Trigemenal Neuralgia or Atypical facial pain

Posted , 5 users are following.

I have been told for 2 years that I have TN, now I have finally seen a neurosurgeon and he says it is not TN it is Atypical facial pain and he cant help me.  I think I have both from the way he describes TN and A typical facial pain.    Severe pain that comes and goes and only lasts for a minute - TN and pain all the time that never goes away but is not as strong of pain as TN.  Anyone else have this .  The neurosurgeon says he cant help me and that I am just to go back to my GP and start looking at more medication.  Currently I take Tegretol. and ativan.  It helps me balance between pain and side effects as I have severe side effects from tegretol but its the only drug I can almost tolerate as long as I dont take to much.  I havent been to work in 2 years because of the daily pain and side effects, again trying to balance and eek out some form of life between the pain and side effects.  anyone else have anything similiar to this.   My Atypical facial pain as they call it is only on the left side of my face, it hurts my teeth, roof of mouth, eardrum, cheek bone and sinus area under my left eye, it does move around , feels like a vice grip on my cheek bone, when in my ear its like terrible ear ache, sinus area it burns, the all the while my face vibrates,  is brought on worse by noise like motorcycles, and perssures pain .

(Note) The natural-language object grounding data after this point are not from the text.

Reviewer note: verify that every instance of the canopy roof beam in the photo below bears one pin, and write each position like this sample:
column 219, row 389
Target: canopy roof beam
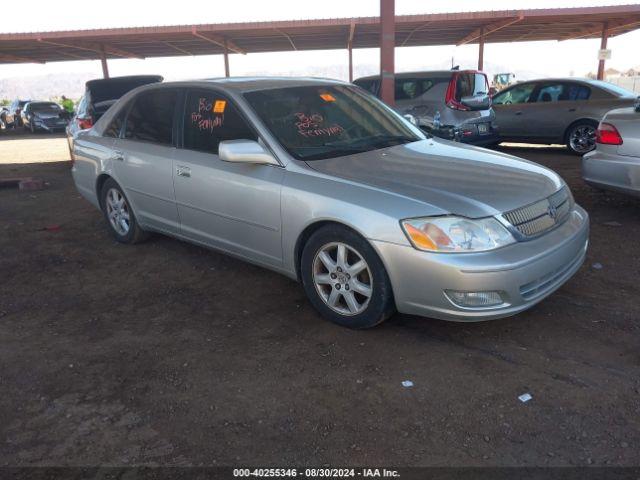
column 487, row 30
column 218, row 40
column 596, row 30
column 92, row 47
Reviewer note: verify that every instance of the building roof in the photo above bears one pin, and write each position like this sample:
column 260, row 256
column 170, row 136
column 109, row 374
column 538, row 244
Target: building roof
column 318, row 34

need some advice.  please please

1 like, 8 replies

8 Replies

  • Posted

    Hi Cindy,there àre many people here with ATN,I'm one of them.Like you I have it near impossible to tolerate the side effects of many pain medications.i decided this last month to have faith in body to heal.I meditate,I exercise.I practise mindfulness.I eat well.I avoid as much stress as possible,I am seeing a homeopathic doctor and an acupuncturist .I am excited to start this new journey and I know it will work.Oh I also use a Meridian energy pen.Early days but watch this space.Good luck to you my dear!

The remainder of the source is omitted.